On the Privacy Risks of Algorithmic Recourse
- URL: http://arxiv.org/abs/2211.05427v1
- Date: Thu, 10 Nov 2022 09:04:24 GMT
- Title: On the Privacy Risks of Algorithmic Recourse
- Authors: Martin Pawelczyk and Himabindu Lakkaraju and Seth Neel
- Abstract summary: We make the first attempt at investigating if and how an adversary can leverage recourses to infer private information about the underlying model's training data.
Our work establishes unintended privacy leakage as an important risk in the widespread adoption of recourse methods.
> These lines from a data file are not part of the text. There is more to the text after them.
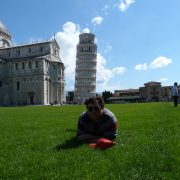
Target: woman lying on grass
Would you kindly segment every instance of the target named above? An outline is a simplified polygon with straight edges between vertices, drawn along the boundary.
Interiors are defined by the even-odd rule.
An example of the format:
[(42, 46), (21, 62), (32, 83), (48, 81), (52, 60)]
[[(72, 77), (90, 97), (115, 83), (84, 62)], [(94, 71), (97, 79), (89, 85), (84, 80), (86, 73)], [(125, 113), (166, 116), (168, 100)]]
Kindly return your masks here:
[(104, 108), (101, 97), (93, 97), (86, 101), (87, 111), (80, 115), (77, 137), (80, 141), (96, 142), (100, 138), (114, 140), (117, 136), (117, 119)]

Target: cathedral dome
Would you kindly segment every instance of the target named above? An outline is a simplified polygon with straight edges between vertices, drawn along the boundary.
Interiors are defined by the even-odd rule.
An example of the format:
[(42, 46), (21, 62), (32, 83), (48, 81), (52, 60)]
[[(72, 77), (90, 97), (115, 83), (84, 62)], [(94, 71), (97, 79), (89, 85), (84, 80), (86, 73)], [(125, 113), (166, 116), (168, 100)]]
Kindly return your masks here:
[(2, 21), (0, 21), (0, 29), (7, 31), (7, 28), (6, 28), (6, 26), (3, 24)]
[(8, 32), (6, 26), (0, 21), (0, 48), (11, 46), (11, 34)]

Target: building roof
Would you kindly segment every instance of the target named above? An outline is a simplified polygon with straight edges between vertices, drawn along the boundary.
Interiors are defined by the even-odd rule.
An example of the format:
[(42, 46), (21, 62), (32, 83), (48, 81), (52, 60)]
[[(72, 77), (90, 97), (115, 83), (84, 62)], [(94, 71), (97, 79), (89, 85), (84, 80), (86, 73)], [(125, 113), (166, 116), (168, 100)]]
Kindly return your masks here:
[(110, 97), (108, 101), (140, 99), (140, 96)]
[(160, 82), (150, 81), (144, 84), (145, 86), (151, 86), (151, 85), (161, 85)]
[(55, 39), (50, 39), (50, 40), (44, 40), (44, 41), (42, 40), (42, 41), (36, 41), (36, 42), (31, 42), (31, 43), (12, 45), (11, 47), (5, 47), (5, 48), (1, 48), (1, 49), (12, 49), (12, 48), (17, 48), (17, 47), (20, 48), (20, 47), (24, 47), (24, 46), (33, 46), (33, 45), (45, 44), (45, 43), (55, 43), (59, 47), (59, 45)]
[(115, 90), (115, 93), (134, 93), (139, 92), (139, 89), (123, 89), (123, 90)]
[(84, 33), (81, 33), (79, 36), (95, 36), (93, 33), (91, 32), (84, 32)]
[(12, 48), (17, 48), (17, 47), (32, 46), (32, 45), (38, 45), (38, 44), (44, 44), (44, 43), (50, 43), (50, 42), (51, 42), (51, 40), (37, 41), (37, 42), (32, 42), (32, 43), (12, 45), (11, 47), (6, 47), (6, 48), (2, 48), (2, 49), (12, 49)]
[(172, 88), (172, 86), (162, 86), (161, 88)]

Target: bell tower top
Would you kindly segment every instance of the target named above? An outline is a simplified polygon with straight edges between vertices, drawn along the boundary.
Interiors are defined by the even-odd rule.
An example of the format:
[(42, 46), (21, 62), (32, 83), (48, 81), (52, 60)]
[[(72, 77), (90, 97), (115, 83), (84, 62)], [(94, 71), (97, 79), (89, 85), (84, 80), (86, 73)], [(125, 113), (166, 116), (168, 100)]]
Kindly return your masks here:
[(82, 33), (79, 35), (79, 44), (92, 43), (94, 44), (95, 35), (91, 33)]

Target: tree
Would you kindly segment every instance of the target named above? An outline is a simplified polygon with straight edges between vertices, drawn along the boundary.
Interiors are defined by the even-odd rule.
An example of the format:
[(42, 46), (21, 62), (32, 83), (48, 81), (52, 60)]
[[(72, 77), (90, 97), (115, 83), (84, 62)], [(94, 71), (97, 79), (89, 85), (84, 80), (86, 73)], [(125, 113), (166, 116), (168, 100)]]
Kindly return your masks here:
[(110, 92), (110, 91), (104, 91), (104, 92), (102, 92), (102, 97), (103, 97), (103, 99), (104, 99), (104, 102), (105, 103), (107, 103), (107, 99), (108, 98), (110, 98), (110, 97), (112, 97), (112, 92)]
[(66, 96), (66, 101), (73, 101), (74, 99), (74, 91), (69, 91)]

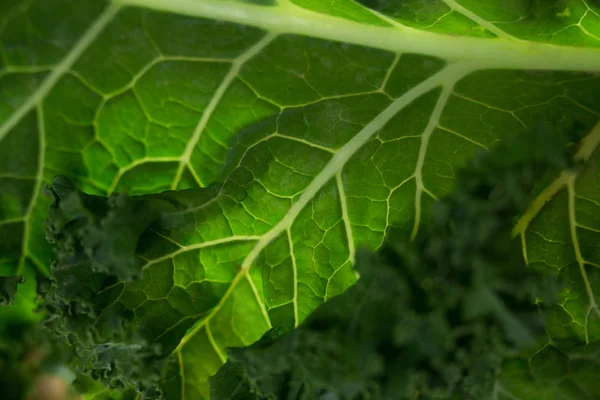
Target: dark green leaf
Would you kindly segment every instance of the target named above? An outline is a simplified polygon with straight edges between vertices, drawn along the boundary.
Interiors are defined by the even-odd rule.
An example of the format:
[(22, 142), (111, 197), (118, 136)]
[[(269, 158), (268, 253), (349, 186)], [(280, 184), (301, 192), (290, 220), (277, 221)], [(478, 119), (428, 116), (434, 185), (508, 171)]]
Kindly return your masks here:
[(13, 297), (17, 293), (17, 285), (24, 281), (23, 276), (0, 276), (0, 306), (13, 303)]
[[(358, 258), (358, 283), (298, 329), (230, 349), (211, 398), (232, 387), (280, 400), (492, 398), (503, 360), (535, 348), (541, 308), (556, 299), (555, 279), (525, 266), (511, 229), (536, 178), (568, 168), (557, 137), (542, 126), (477, 156), (419, 240), (390, 235)], [(537, 360), (535, 383), (567, 374)]]

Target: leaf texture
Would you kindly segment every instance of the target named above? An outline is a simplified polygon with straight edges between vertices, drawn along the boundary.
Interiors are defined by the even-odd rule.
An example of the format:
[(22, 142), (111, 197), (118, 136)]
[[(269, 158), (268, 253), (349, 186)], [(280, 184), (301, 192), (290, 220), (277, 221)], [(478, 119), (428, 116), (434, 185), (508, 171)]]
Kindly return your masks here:
[(540, 182), (516, 233), (566, 283), (551, 337), (592, 342), (600, 8), (551, 3), (3, 2), (0, 275), (48, 274), (56, 175), (206, 188), (176, 195), (187, 231), (144, 238), (143, 278), (103, 293), (175, 349), (169, 398), (203, 398), (226, 348), (300, 324), (356, 281), (356, 248), (418, 236), (457, 168), (543, 120), (577, 127), (587, 169)]

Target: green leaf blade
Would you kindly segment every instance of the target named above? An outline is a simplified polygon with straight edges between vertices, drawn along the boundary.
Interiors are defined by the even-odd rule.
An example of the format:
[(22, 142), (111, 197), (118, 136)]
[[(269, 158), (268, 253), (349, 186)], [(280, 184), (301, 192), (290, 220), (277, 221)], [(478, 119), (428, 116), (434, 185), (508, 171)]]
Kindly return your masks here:
[[(539, 120), (579, 124), (583, 136), (600, 113), (592, 2), (585, 16), (584, 2), (568, 2), (571, 16), (553, 17), (545, 33), (546, 11), (514, 22), (524, 3), (491, 0), (438, 2), (422, 19), (354, 2), (80, 2), (63, 22), (24, 33), (15, 21), (61, 9), (42, 3), (0, 13), (10, 50), (0, 59), (0, 275), (47, 273), (50, 199), (39, 193), (57, 174), (103, 196), (206, 188), (166, 195), (196, 209), (144, 233), (145, 278), (98, 300), (133, 311), (178, 348), (184, 362), (171, 381), (184, 382), (174, 399), (205, 395), (228, 346), (291, 328), (343, 292), (356, 279), (356, 248), (377, 249), (390, 226), (418, 235), (477, 152)], [(491, 38), (495, 28), (448, 13), (450, 3), (519, 40)], [(592, 228), (576, 232), (595, 293), (589, 165), (574, 204)], [(534, 230), (557, 230), (557, 219), (569, 228), (562, 193)], [(563, 268), (571, 288), (554, 335), (591, 341), (597, 320), (586, 317), (569, 232), (545, 244), (528, 231), (527, 253), (533, 266)]]

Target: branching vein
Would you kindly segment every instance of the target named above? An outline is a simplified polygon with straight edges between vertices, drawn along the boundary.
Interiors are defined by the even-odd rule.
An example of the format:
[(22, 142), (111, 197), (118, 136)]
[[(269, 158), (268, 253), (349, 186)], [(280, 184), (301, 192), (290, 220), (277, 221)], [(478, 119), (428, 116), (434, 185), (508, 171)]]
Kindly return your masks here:
[[(259, 40), (256, 44), (251, 46), (247, 51), (245, 51), (242, 55), (240, 55), (238, 58), (236, 58), (233, 61), (233, 64), (231, 65), (229, 72), (227, 72), (227, 75), (225, 75), (225, 78), (223, 79), (223, 81), (221, 82), (221, 84), (219, 85), (217, 90), (215, 91), (214, 95), (210, 99), (208, 106), (202, 113), (202, 117), (200, 118), (198, 125), (196, 125), (196, 128), (194, 129), (192, 138), (189, 140), (189, 142), (185, 148), (185, 151), (183, 152), (183, 155), (181, 156), (181, 159), (179, 160), (179, 168), (177, 169), (177, 173), (175, 175), (175, 180), (173, 181), (173, 184), (171, 185), (171, 189), (173, 189), (173, 190), (177, 189), (177, 186), (179, 185), (179, 181), (181, 180), (183, 171), (184, 171), (186, 165), (189, 164), (190, 159), (192, 157), (192, 153), (194, 152), (194, 149), (196, 148), (196, 145), (198, 144), (198, 141), (200, 140), (202, 133), (206, 129), (206, 126), (208, 125), (208, 122), (210, 121), (210, 118), (211, 118), (213, 112), (215, 111), (215, 109), (217, 108), (219, 103), (221, 102), (221, 99), (225, 95), (225, 92), (227, 91), (229, 86), (231, 86), (231, 83), (233, 82), (233, 80), (238, 76), (242, 66), (248, 60), (250, 60), (252, 57), (254, 57), (258, 53), (260, 53), (266, 46), (268, 46), (269, 43), (271, 43), (273, 41), (273, 39), (275, 39), (275, 37), (276, 37), (276, 35), (273, 33), (265, 35), (261, 40)], [(203, 184), (202, 186), (204, 186), (204, 184), (206, 184), (206, 182), (202, 182), (202, 184)]]
[(0, 126), (0, 140), (4, 138), (22, 119), (52, 90), (56, 82), (73, 66), (75, 61), (83, 54), (85, 50), (96, 40), (98, 35), (104, 28), (113, 20), (121, 8), (120, 4), (113, 3), (100, 14), (90, 28), (81, 36), (81, 39), (69, 51), (65, 58), (52, 70), (52, 72), (44, 79), (44, 82), (37, 88), (35, 92), (25, 100), (19, 108)]

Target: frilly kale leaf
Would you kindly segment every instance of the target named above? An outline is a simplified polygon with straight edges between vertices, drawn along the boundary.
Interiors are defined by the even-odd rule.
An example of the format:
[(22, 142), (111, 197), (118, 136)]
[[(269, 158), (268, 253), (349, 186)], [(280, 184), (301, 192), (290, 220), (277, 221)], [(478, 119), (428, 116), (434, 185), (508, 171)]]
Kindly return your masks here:
[(108, 198), (88, 195), (63, 176), (57, 176), (46, 193), (54, 198), (46, 239), (54, 244), (61, 268), (85, 264), (120, 282), (140, 277), (142, 260), (135, 256), (138, 240), (168, 203), (125, 193)]
[(357, 284), (296, 330), (228, 351), (211, 399), (489, 398), (503, 360), (544, 333), (556, 280), (527, 268), (511, 228), (536, 178), (569, 168), (545, 126), (480, 154), (414, 243), (362, 252)]
[(70, 366), (106, 387), (135, 387), (144, 398), (160, 398), (167, 354), (144, 335), (143, 321), (111, 300), (103, 290), (140, 278), (136, 248), (142, 233), (173, 209), (157, 197), (109, 198), (80, 192), (57, 177), (47, 189), (54, 202), (46, 236), (57, 260), (51, 278), (40, 283), (47, 317), (44, 325), (72, 348)]
[(0, 306), (13, 303), (13, 297), (17, 293), (17, 285), (23, 283), (23, 276), (0, 276)]

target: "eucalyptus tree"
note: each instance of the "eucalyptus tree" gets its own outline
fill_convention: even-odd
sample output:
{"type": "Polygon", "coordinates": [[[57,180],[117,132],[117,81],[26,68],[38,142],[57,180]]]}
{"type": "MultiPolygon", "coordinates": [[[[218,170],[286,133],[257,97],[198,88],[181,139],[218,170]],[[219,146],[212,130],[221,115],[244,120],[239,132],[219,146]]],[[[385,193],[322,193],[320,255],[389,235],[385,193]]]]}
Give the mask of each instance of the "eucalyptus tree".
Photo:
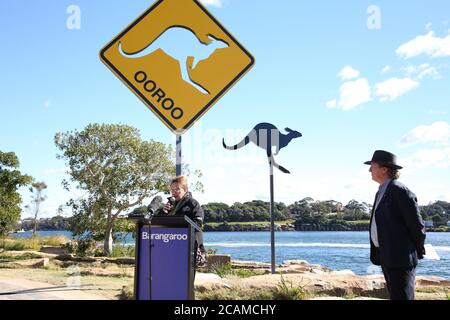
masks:
{"type": "Polygon", "coordinates": [[[112,251],[114,227],[121,214],[143,200],[168,190],[175,174],[170,146],[143,141],[136,128],[118,124],[89,124],[82,131],[57,133],[59,159],[67,161],[69,180],[83,196],[71,199],[71,230],[104,240],[104,253],[112,251]]]}
{"type": "Polygon", "coordinates": [[[22,199],[18,189],[31,183],[32,178],[19,170],[14,152],[0,151],[0,237],[5,237],[20,220],[22,199]]]}

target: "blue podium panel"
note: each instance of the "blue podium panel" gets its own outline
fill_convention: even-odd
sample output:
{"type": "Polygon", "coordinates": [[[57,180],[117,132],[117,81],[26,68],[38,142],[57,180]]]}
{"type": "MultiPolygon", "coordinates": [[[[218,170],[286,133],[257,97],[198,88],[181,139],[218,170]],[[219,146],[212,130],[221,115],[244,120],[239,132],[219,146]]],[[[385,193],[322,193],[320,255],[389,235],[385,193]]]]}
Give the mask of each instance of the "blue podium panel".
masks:
{"type": "Polygon", "coordinates": [[[138,300],[189,299],[189,231],[148,225],[138,228],[138,300]]]}

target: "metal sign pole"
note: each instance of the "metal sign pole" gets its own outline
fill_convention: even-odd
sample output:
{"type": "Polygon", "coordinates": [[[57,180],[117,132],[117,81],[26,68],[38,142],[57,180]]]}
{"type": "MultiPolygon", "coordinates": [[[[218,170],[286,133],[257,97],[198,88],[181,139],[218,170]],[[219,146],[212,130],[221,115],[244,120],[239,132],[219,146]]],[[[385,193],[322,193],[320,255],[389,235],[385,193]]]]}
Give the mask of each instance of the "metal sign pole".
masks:
{"type": "Polygon", "coordinates": [[[181,135],[177,134],[176,136],[176,153],[177,153],[177,159],[176,159],[176,167],[175,167],[175,171],[176,171],[176,176],[181,176],[181,163],[182,163],[182,159],[181,159],[181,135]]]}
{"type": "Polygon", "coordinates": [[[272,274],[275,274],[275,210],[273,193],[273,164],[270,162],[270,260],[272,274]]]}

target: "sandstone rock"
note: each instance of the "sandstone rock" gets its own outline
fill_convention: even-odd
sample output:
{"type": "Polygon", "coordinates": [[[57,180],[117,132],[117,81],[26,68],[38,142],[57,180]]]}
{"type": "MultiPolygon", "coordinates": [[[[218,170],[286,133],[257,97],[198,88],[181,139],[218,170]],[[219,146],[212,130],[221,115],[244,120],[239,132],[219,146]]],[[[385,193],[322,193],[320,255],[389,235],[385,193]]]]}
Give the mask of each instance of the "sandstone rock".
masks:
{"type": "Polygon", "coordinates": [[[436,276],[416,276],[416,286],[450,286],[450,280],[436,276]]]}
{"type": "Polygon", "coordinates": [[[292,264],[294,264],[294,265],[309,265],[308,261],[306,261],[306,260],[285,260],[285,261],[283,261],[283,265],[290,266],[292,264]]]}
{"type": "Polygon", "coordinates": [[[39,252],[60,255],[65,254],[66,249],[64,247],[42,246],[39,252]]]}
{"type": "Polygon", "coordinates": [[[352,270],[337,270],[337,271],[331,271],[330,274],[332,275],[339,275],[339,276],[354,276],[355,273],[352,270]]]}
{"type": "Polygon", "coordinates": [[[207,290],[232,289],[233,285],[227,279],[222,279],[214,273],[200,273],[195,275],[195,290],[204,292],[207,290]]]}
{"type": "Polygon", "coordinates": [[[209,254],[208,268],[213,266],[219,267],[231,263],[231,255],[229,254],[209,254]]]}
{"type": "Polygon", "coordinates": [[[40,259],[39,261],[37,261],[36,263],[34,263],[32,265],[33,268],[44,268],[47,267],[49,264],[50,260],[48,258],[43,258],[40,259]]]}

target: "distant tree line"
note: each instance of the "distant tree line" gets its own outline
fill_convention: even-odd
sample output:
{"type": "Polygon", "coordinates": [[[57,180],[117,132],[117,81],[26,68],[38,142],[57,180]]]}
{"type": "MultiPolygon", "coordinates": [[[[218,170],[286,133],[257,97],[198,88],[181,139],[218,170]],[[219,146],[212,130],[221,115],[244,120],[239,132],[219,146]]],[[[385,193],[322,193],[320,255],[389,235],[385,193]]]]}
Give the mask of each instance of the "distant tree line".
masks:
{"type": "Polygon", "coordinates": [[[426,206],[420,206],[420,214],[424,220],[433,221],[435,227],[445,226],[450,221],[450,203],[436,201],[426,206]]]}
{"type": "MultiPolygon", "coordinates": [[[[51,218],[41,218],[36,220],[36,230],[50,231],[50,230],[69,230],[71,217],[55,216],[51,218]]],[[[22,220],[17,229],[23,229],[25,231],[33,230],[34,219],[22,220]]]]}
{"type": "MultiPolygon", "coordinates": [[[[219,227],[218,230],[232,230],[231,226],[226,227],[228,223],[270,221],[269,206],[269,202],[253,200],[232,205],[210,202],[202,208],[206,223],[224,223],[224,228],[219,227]]],[[[145,211],[146,206],[136,210],[140,209],[145,211]]],[[[371,211],[372,205],[365,202],[351,200],[344,206],[338,201],[315,201],[308,197],[288,206],[283,202],[275,203],[275,220],[292,220],[296,230],[367,230],[371,211]]],[[[436,201],[420,206],[420,213],[424,220],[433,221],[435,227],[445,226],[450,220],[450,203],[436,201]]],[[[60,215],[38,219],[37,230],[69,230],[71,219],[60,215]]],[[[33,219],[24,219],[17,228],[32,230],[33,223],[33,219]]],[[[249,227],[239,228],[244,230],[249,227]]]]}

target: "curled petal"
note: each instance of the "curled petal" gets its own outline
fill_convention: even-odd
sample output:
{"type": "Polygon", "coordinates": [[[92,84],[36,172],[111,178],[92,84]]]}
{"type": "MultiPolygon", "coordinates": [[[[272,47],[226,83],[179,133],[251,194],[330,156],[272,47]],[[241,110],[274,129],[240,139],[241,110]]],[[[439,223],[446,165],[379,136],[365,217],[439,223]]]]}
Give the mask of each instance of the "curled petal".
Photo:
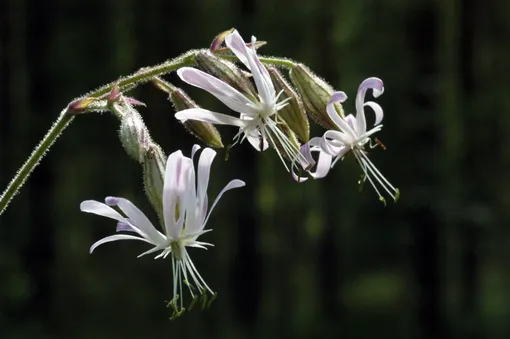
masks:
{"type": "Polygon", "coordinates": [[[365,120],[363,103],[365,102],[365,94],[369,89],[373,90],[374,98],[377,98],[384,92],[384,85],[382,80],[372,77],[363,80],[361,85],[359,85],[358,94],[356,95],[356,122],[359,134],[364,134],[367,131],[367,123],[365,120]]]}
{"type": "MultiPolygon", "coordinates": [[[[312,164],[312,166],[317,165],[315,171],[308,171],[310,176],[314,179],[324,178],[331,168],[331,161],[333,157],[322,151],[322,143],[323,138],[315,137],[310,139],[310,141],[305,145],[301,146],[301,153],[310,162],[310,164],[312,164]],[[313,159],[312,152],[319,152],[317,162],[313,159]]],[[[306,177],[298,177],[294,172],[292,172],[292,177],[298,182],[308,180],[306,177]]]]}
{"type": "Polygon", "coordinates": [[[338,128],[340,128],[343,132],[354,137],[356,135],[356,131],[354,131],[353,128],[349,126],[349,124],[347,124],[347,122],[344,119],[342,119],[340,115],[338,115],[334,105],[337,102],[342,102],[341,99],[346,98],[347,95],[345,95],[344,92],[334,93],[328,105],[326,106],[326,111],[328,112],[330,119],[338,126],[338,128]]]}
{"type": "Polygon", "coordinates": [[[345,100],[347,100],[347,94],[345,94],[345,92],[334,92],[331,95],[331,99],[329,99],[328,105],[333,104],[335,102],[342,103],[345,100]]]}
{"type": "Polygon", "coordinates": [[[309,172],[312,178],[314,179],[324,178],[331,168],[332,158],[333,157],[331,155],[319,151],[319,160],[317,161],[317,168],[315,169],[315,172],[312,171],[309,172]]]}
{"type": "Polygon", "coordinates": [[[183,81],[211,93],[236,112],[252,115],[257,113],[255,109],[249,106],[252,103],[250,99],[234,87],[212,75],[193,67],[182,67],[177,71],[177,74],[183,81]]]}
{"type": "Polygon", "coordinates": [[[375,103],[373,101],[367,101],[365,102],[364,106],[368,106],[370,108],[372,108],[372,110],[374,111],[375,113],[375,122],[374,122],[374,126],[377,126],[381,123],[383,117],[384,117],[384,114],[383,114],[383,109],[382,107],[378,104],[378,103],[375,103]]]}
{"type": "Polygon", "coordinates": [[[175,113],[175,117],[180,121],[198,120],[216,125],[231,125],[244,127],[246,120],[234,118],[230,115],[209,111],[203,108],[190,108],[175,113]]]}
{"type": "Polygon", "coordinates": [[[311,140],[309,140],[307,143],[303,144],[299,148],[299,152],[304,156],[305,160],[308,163],[308,166],[314,166],[315,165],[315,160],[312,157],[312,149],[310,147],[310,146],[312,146],[311,142],[314,139],[317,139],[317,138],[312,138],[311,140]]]}

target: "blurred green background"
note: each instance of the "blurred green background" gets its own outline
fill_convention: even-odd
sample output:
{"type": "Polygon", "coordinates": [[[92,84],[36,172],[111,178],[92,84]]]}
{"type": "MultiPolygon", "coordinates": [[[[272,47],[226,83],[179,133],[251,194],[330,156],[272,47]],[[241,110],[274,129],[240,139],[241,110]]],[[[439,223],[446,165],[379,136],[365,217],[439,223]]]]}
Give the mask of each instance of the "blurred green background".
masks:
{"type": "MultiPolygon", "coordinates": [[[[386,208],[358,193],[352,158],[299,185],[274,152],[220,150],[211,199],[247,187],[209,220],[216,246],[191,250],[218,299],[171,322],[169,260],[136,259],[138,242],[88,253],[115,223],[82,200],[124,196],[156,217],[118,121],[79,116],[0,217],[0,338],[510,337],[510,2],[4,0],[0,25],[0,189],[72,98],[236,27],[346,91],[347,111],[382,78],[387,151],[371,158],[402,192],[386,208]]],[[[189,154],[165,94],[134,95],[166,152],[189,154]]]]}

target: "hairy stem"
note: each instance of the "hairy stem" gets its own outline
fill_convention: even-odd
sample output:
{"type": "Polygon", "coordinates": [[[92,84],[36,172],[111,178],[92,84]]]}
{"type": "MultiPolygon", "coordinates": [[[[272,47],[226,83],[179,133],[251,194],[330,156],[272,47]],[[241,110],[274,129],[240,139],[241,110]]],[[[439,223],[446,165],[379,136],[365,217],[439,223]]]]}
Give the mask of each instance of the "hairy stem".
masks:
{"type": "MultiPolygon", "coordinates": [[[[130,76],[120,79],[118,81],[119,89],[121,91],[131,90],[141,83],[150,81],[156,76],[172,72],[183,66],[192,65],[194,63],[195,54],[196,51],[191,51],[176,59],[168,60],[160,65],[143,68],[130,76]]],[[[117,81],[104,85],[92,92],[87,93],[86,95],[83,95],[80,98],[94,97],[98,99],[104,99],[111,92],[115,83],[117,83],[117,81]]],[[[41,159],[48,152],[55,140],[57,140],[60,134],[62,134],[65,128],[69,126],[73,120],[74,115],[69,114],[68,107],[62,110],[48,133],[46,133],[39,145],[36,146],[28,160],[23,164],[23,166],[21,166],[5,191],[0,196],[0,215],[4,213],[7,206],[9,205],[9,202],[19,192],[19,189],[26,182],[30,174],[34,171],[35,167],[37,167],[37,165],[40,163],[41,159]]]]}
{"type": "MultiPolygon", "coordinates": [[[[237,57],[235,55],[231,54],[219,54],[220,58],[231,60],[231,61],[237,61],[237,57]]],[[[275,65],[275,66],[283,66],[287,68],[294,68],[297,65],[297,62],[292,61],[290,59],[286,58],[276,58],[276,57],[265,57],[265,56],[258,56],[259,60],[268,65],[275,65]]]]}

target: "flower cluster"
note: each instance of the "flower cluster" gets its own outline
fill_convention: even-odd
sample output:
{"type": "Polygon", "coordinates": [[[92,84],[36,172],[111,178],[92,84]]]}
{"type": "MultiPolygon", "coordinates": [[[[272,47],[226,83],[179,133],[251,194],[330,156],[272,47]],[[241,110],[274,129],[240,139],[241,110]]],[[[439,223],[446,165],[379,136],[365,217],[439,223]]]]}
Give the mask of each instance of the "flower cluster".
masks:
{"type": "MultiPolygon", "coordinates": [[[[237,127],[239,130],[229,147],[247,139],[259,152],[274,149],[297,182],[305,182],[309,177],[325,177],[338,160],[352,154],[361,167],[360,184],[368,180],[381,201],[385,202],[383,193],[396,201],[399,190],[368,156],[370,149],[378,145],[384,148],[378,139],[372,139],[382,129],[383,110],[379,104],[365,101],[365,96],[369,90],[374,98],[380,96],[384,92],[383,82],[378,78],[364,80],[356,96],[355,114],[345,115],[342,105],[347,95],[344,92],[335,92],[302,64],[288,59],[259,57],[257,48],[262,44],[255,37],[245,43],[236,30],[230,30],[218,35],[209,50],[187,55],[193,58],[193,67],[177,69],[183,82],[212,94],[235,112],[235,116],[201,108],[182,89],[159,76],[150,80],[169,94],[177,111],[177,120],[211,147],[223,147],[214,125],[237,127]],[[245,68],[240,68],[236,62],[245,68]],[[289,71],[288,77],[282,74],[284,68],[289,71]],[[372,128],[367,127],[365,109],[374,112],[372,128]],[[307,116],[326,129],[322,136],[309,138],[307,116]],[[318,153],[316,158],[314,153],[318,153]],[[303,173],[307,175],[303,176],[303,173]]],[[[185,310],[183,290],[187,289],[191,294],[192,304],[201,298],[202,304],[207,305],[207,297],[215,296],[193,264],[188,249],[212,246],[198,241],[201,235],[210,231],[205,226],[212,210],[226,191],[245,183],[238,179],[230,181],[209,208],[207,189],[216,152],[205,148],[197,170],[193,158],[200,148],[198,145],[193,147],[189,158],[181,151],[165,158],[134,108],[139,104],[123,96],[116,85],[107,100],[85,97],[73,102],[70,111],[81,114],[110,110],[121,120],[121,141],[126,152],[144,168],[146,192],[159,216],[162,231],[124,198],[107,197],[105,203],[87,200],[80,208],[83,212],[117,221],[116,234],[95,242],[90,252],[107,242],[139,240],[153,246],[139,257],[152,253],[157,253],[155,258],[171,257],[173,297],[169,306],[173,308],[174,316],[178,316],[185,310]]]]}

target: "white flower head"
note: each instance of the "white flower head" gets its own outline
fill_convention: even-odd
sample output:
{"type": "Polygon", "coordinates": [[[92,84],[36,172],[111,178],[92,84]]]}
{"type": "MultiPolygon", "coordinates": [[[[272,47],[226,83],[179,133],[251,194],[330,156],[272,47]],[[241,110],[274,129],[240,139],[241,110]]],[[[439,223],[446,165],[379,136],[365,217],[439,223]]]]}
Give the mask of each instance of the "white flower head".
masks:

- Score: 17.33484111779023
- License: http://creativecommons.org/licenses/by/4.0/
- Abstract: As predictive models are increasingly being employed to make consequential
decisions, there is a growing emphasis on developing techniques that can
provide algorithmic recourse to affected individuals. While such recourses can
be immensely beneficial to affected individuals, potential adversaries could
also exploit these recourses to compromise privacy. In this work, we make the
first attempt at investigating if and how an adversary can leverage recourses
to infer private information about the underlying model's training data. To
this end, we propose a series of novel membership inference attacks which
leverage algorithmic recourse. More specifically, we extend the prior
literature on membership inference attacks to the recourse setting by
leveraging the distances between data instances and their corresponding
counterfactuals output by state-of-the-art recourse methods. Extensive
experimentation with real world and synthetic datasets demonstrates significant
privacy leakage through recourses. Our work establishes unintended privacy
leakage as an important risk in the widespread adoption of recourse methods.